‘It’s heartbreaking how the university handles the challenges of international staff from a minority background’
How are you doing, after almost two years of pandemic? There is even a chance that students will be confined to their rooms for the third spring in a row this year. In this ten-part series seven Dutch and three international staff members and students tell us how they are faring. Part four: Younes Saramifar, Assistant Professor Social and Cultural Anthropology.
“On the one hand I’m okay: I don’t have children to care for like other colleagues, which makes dealing with Covid easier. On the other hand: my family is back in Iran, where I come from. I worry about them. They don’t have the same privileges as we have in the Netherlands, with multiple vaccinations and good healthcare. Health-wise, my family is suffering. Not being able to help them has led to mental health issues.
Many international colleagues who come from the Global South face the same problem. It’s very difficult to deal with such a family situation, and it’s heartbreaking how the university handles the challenges of international staff from a minority background. Basically, it cares very little for its employees, especially for those from ethnic minorities. I talk to a lot of international PhD candidates. Many of them feel neglected. Even sometimes their direct managers and supervisors don’t ask them how they are doing in these difficult times. Just checking in once in a while would make a major difference.

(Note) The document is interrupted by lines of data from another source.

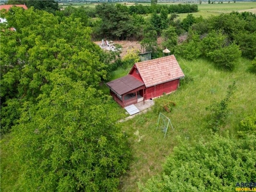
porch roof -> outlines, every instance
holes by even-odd
[[[112,90],[120,95],[144,85],[143,82],[135,78],[132,75],[127,75],[109,81],[106,84]]]

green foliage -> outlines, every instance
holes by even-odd
[[[174,52],[175,47],[177,44],[178,35],[175,32],[175,28],[170,26],[166,29],[163,30],[162,36],[163,42],[162,46],[168,49],[171,52]]]
[[[183,85],[185,85],[186,84],[188,84],[191,82],[193,82],[194,81],[194,78],[190,76],[187,76],[186,75],[185,77],[183,79],[180,79],[180,86],[182,86]]]
[[[241,56],[239,47],[229,43],[226,35],[212,31],[202,40],[204,56],[221,68],[232,70]]]
[[[143,51],[156,52],[157,46],[157,32],[153,26],[148,24],[144,28],[143,38],[140,42]]]
[[[139,185],[141,191],[232,191],[235,182],[253,182],[255,135],[245,135],[238,141],[214,135],[192,146],[177,139],[179,146],[167,158],[161,178]]]
[[[196,19],[193,14],[188,14],[187,17],[182,20],[181,26],[185,31],[188,31],[190,26],[196,22]]]
[[[88,26],[89,24],[88,17],[92,17],[92,15],[90,15],[88,13],[89,9],[90,8],[86,8],[84,6],[79,6],[76,8],[69,6],[65,8],[64,10],[57,11],[56,12],[56,15],[59,17],[59,22],[61,22],[66,17],[71,17],[72,20],[75,20],[76,19],[79,18],[83,25],[84,26]]]
[[[252,61],[252,70],[256,73],[256,57]]]
[[[159,113],[159,112],[172,113],[175,106],[176,104],[175,102],[168,99],[156,100],[154,112],[156,114]]]
[[[124,40],[132,36],[131,17],[125,6],[102,3],[97,4],[95,9],[102,20],[98,36]]]
[[[162,19],[156,12],[154,12],[150,17],[150,24],[152,26],[152,29],[157,33],[157,36],[160,36],[161,32]]]
[[[189,30],[187,42],[178,45],[175,52],[189,60],[198,58],[202,55],[202,43],[199,35]]]
[[[229,70],[234,68],[241,56],[241,51],[235,44],[208,53],[208,56],[217,67]]]
[[[157,0],[151,0],[151,6],[157,4]]]
[[[106,104],[109,98],[61,71],[50,79],[51,92],[23,104],[6,146],[21,165],[13,190],[116,191],[129,150]]]
[[[218,50],[228,44],[227,36],[221,33],[212,31],[202,40],[202,54],[208,56],[208,54]]]
[[[26,4],[28,8],[31,8],[31,6],[33,6],[36,10],[44,10],[51,13],[54,13],[56,11],[59,10],[58,2],[55,1],[54,0],[40,0],[40,1],[8,0],[6,2],[6,4]]]
[[[252,115],[246,116],[240,122],[239,131],[246,132],[246,134],[254,132],[254,134],[256,135],[256,111],[254,111]]]
[[[140,61],[139,50],[131,49],[124,56],[122,61],[124,68],[131,68],[135,63]]]
[[[256,57],[256,32],[243,31],[236,36],[236,40],[242,51],[242,56],[251,60]]]
[[[228,115],[228,106],[230,102],[231,97],[234,95],[236,89],[236,82],[230,85],[224,99],[220,102],[216,102],[206,108],[211,114],[208,117],[208,126],[214,132],[218,132],[221,125],[225,123],[225,120]]]
[[[13,108],[8,100],[36,102],[43,88],[49,88],[49,76],[54,70],[93,86],[106,78],[106,66],[100,61],[102,51],[91,41],[90,29],[79,20],[65,17],[59,24],[52,14],[19,8],[13,8],[4,17],[8,22],[0,31],[1,122],[4,122],[4,127],[9,125],[10,129],[16,122],[8,112]],[[11,26],[17,31],[8,30]],[[19,118],[19,114],[15,116]]]
[[[212,29],[221,31],[232,40],[237,34],[244,29],[246,26],[246,21],[234,12],[212,17],[208,21]]]

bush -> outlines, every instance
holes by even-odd
[[[236,82],[233,82],[232,85],[228,86],[226,97],[220,102],[216,102],[206,108],[206,110],[210,111],[208,120],[208,126],[214,132],[220,131],[221,125],[224,125],[229,109],[228,103],[230,102],[230,97],[234,94],[236,88]]]
[[[241,51],[238,45],[233,44],[210,52],[207,56],[218,67],[232,70],[241,56]]]
[[[179,145],[167,158],[161,178],[153,177],[141,191],[233,191],[236,184],[254,182],[256,136],[237,140],[214,135],[207,141]]]

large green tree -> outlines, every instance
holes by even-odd
[[[54,0],[8,0],[8,4],[25,4],[28,8],[33,6],[35,9],[44,10],[49,13],[54,13],[55,11],[59,10],[58,2]]]
[[[49,81],[38,103],[23,104],[5,147],[20,165],[13,191],[116,191],[129,150],[109,98],[61,70]]]
[[[133,26],[126,6],[102,3],[97,4],[95,9],[101,19],[97,31],[99,37],[125,40],[132,35]]]

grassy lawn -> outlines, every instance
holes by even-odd
[[[166,156],[177,145],[177,136],[189,141],[202,138],[207,140],[211,132],[207,128],[208,111],[205,107],[222,100],[234,81],[237,88],[229,105],[227,125],[221,134],[228,130],[230,134],[236,135],[238,124],[255,109],[256,76],[247,72],[248,60],[241,60],[239,66],[228,72],[218,70],[202,60],[188,61],[177,59],[185,75],[193,81],[182,84],[174,93],[156,99],[167,99],[176,104],[172,113],[164,113],[172,120],[174,131],[169,127],[164,138],[164,132],[156,129],[159,114],[154,108],[122,123],[132,152],[130,170],[122,179],[122,191],[137,191],[138,182],[143,184],[152,175],[160,174]]]

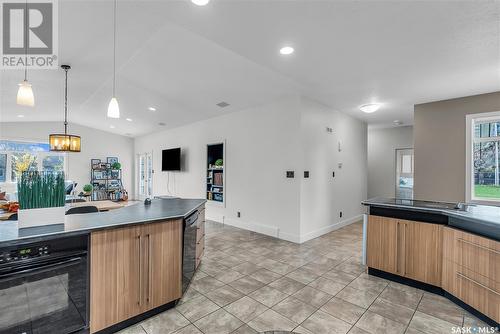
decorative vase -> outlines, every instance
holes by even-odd
[[[24,209],[17,212],[19,228],[63,224],[66,209],[64,206],[55,208]]]

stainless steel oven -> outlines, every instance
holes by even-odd
[[[0,334],[85,330],[87,250],[87,235],[0,248]]]

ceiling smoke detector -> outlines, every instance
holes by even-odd
[[[225,107],[228,107],[230,104],[225,102],[225,101],[222,101],[222,102],[219,102],[217,103],[217,106],[218,107],[221,107],[221,108],[225,108]]]

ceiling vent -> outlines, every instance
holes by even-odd
[[[217,103],[217,106],[219,106],[221,108],[225,108],[225,107],[229,106],[229,103],[222,101],[222,102]]]

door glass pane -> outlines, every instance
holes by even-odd
[[[500,200],[499,142],[474,143],[473,156],[474,197]]]
[[[396,198],[413,198],[413,149],[396,150]]]

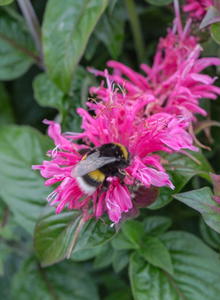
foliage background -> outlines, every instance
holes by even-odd
[[[31,170],[51,146],[42,119],[56,118],[64,130],[80,131],[75,108],[84,106],[88,87],[96,84],[86,68],[104,69],[110,59],[136,70],[140,62],[150,64],[159,38],[172,26],[171,2],[32,1],[42,24],[41,48],[21,13],[26,3],[33,23],[28,1],[0,1],[9,4],[0,8],[2,299],[217,300],[220,216],[205,203],[213,205],[208,173],[213,168],[220,173],[218,127],[212,129],[212,151],[197,154],[200,166],[188,158],[169,158],[176,165],[176,172],[171,171],[175,193],[194,192],[174,200],[162,189],[154,206],[143,209],[138,221],[124,223],[118,233],[107,221],[90,221],[71,258],[63,262],[79,216],[56,216],[53,208],[45,208],[50,191]],[[209,30],[200,32],[196,25],[193,31],[201,36],[204,56],[219,56]],[[208,72],[219,74],[215,68]],[[219,101],[204,106],[218,121]],[[208,143],[204,134],[199,139]]]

I’m a bit anxious about the university opening up again. Of course, it’s great for the students but the past two years have shown us that the universities might need to close their doors again. That would be tough for teachers, because we all put in a lot of hard work making courses suitable for on-campus teaching. Switching everything back to online education costs us a lot of energy and time, for which we aren’t compensated in any way.
Despite the challenges, I’m looking forward to teaching on campus again. Many nuances get lost online. That’s why it’s much more fun to teach in person. People can feel what you’re saying, you get more feedback, and it’s way more interactive. Nothing can replace that.”